Thank you Jeanie, she is a very loving little dog.
Chris


----------



## carol (Nov 2, 2007)

she so sweet   
what a pretty face


----------



## sullivan (Aug 29, 2008)

Aaahhhh So Sweet And Cheeky To.


----------



## Guest (Oct 16, 2008)

very sweet!xxx


----------



## Guest (Oct 16, 2008)

hehe shes well cute... she has a dear little face, love her color.

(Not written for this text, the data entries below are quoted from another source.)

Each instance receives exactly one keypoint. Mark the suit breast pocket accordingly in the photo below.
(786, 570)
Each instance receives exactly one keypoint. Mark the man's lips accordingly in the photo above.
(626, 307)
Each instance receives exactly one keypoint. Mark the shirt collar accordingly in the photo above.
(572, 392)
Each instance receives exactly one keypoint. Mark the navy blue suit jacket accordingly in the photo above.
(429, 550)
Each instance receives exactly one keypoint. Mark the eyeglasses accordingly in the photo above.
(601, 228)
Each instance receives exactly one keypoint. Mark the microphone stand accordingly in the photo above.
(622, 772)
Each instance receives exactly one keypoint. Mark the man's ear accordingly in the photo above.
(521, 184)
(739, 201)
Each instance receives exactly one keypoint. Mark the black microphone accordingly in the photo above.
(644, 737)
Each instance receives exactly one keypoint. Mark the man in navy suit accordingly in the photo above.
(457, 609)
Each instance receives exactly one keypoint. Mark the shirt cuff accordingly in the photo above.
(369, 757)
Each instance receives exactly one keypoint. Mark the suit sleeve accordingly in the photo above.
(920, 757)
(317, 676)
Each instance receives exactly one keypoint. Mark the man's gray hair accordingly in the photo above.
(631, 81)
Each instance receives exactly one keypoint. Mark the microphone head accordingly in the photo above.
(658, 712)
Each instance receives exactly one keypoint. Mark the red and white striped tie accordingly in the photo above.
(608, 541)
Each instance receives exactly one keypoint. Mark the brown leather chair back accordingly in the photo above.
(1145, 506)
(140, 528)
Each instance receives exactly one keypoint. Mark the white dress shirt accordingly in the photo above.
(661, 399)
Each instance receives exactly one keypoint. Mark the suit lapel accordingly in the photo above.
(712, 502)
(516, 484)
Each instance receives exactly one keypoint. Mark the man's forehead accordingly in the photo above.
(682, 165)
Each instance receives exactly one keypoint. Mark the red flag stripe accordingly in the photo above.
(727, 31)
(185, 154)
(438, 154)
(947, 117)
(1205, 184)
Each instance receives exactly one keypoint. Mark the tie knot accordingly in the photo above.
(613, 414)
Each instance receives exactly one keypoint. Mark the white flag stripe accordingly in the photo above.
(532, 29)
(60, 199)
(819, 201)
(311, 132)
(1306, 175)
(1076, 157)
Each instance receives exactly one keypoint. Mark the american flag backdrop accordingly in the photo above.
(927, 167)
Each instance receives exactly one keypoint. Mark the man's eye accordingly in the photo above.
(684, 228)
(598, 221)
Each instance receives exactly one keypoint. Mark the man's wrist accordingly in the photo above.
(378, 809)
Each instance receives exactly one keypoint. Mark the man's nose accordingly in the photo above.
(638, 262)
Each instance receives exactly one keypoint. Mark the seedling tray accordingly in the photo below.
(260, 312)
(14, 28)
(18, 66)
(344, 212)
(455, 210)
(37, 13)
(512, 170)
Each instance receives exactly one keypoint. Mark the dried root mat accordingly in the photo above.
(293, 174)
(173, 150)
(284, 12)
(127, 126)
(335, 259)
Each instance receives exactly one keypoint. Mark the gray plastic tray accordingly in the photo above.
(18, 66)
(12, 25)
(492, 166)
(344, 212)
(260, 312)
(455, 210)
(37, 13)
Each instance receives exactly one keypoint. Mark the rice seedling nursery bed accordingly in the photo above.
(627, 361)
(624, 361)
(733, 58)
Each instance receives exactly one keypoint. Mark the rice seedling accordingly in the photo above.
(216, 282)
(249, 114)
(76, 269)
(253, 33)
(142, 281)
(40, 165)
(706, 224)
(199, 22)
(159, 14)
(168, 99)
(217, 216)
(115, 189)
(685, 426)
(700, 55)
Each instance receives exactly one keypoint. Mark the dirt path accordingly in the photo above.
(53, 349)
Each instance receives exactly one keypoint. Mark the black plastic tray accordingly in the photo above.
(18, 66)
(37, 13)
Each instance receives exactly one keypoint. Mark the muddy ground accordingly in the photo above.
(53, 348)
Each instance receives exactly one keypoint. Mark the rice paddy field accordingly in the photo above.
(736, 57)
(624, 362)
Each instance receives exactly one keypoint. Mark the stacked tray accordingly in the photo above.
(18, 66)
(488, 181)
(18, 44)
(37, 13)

its amazing how many diff looking labradoodles there is....is she a mini???


----------



## Chris1 (Oct 3, 2008)

Yes she is a miniature, couldnt cope with a huge one.


----------



## colliemerles (Nov 2, 2007)

aww very cute little dog,


----------



## Guest (Oct 18, 2008)

Chris1 said:


> Yes she is a miniature, couldnt cope with a huge one.


haha, bouncy dogs lol.


----------



## esiteans (Oct 25, 2008)

Very cute, her face is really beautiful


----------



## suzy93074 (Sep 3, 2008)

she has a very sweet face - lovely picsxx:thumbup1:


----------



## MelanieW34 (Sep 28, 2008)

Chris1 said:


> Yes she is a miniature, couldnt cope with a huge one.


My mums 'mini labradoodle' is already huge and he is 10mths. Dunno how tall he is, but im 5ft 6 and his feet reach my shoulers when he jumps up :yikes:


----------



## carol (Nov 2, 2007)

she is a lovely girly


----------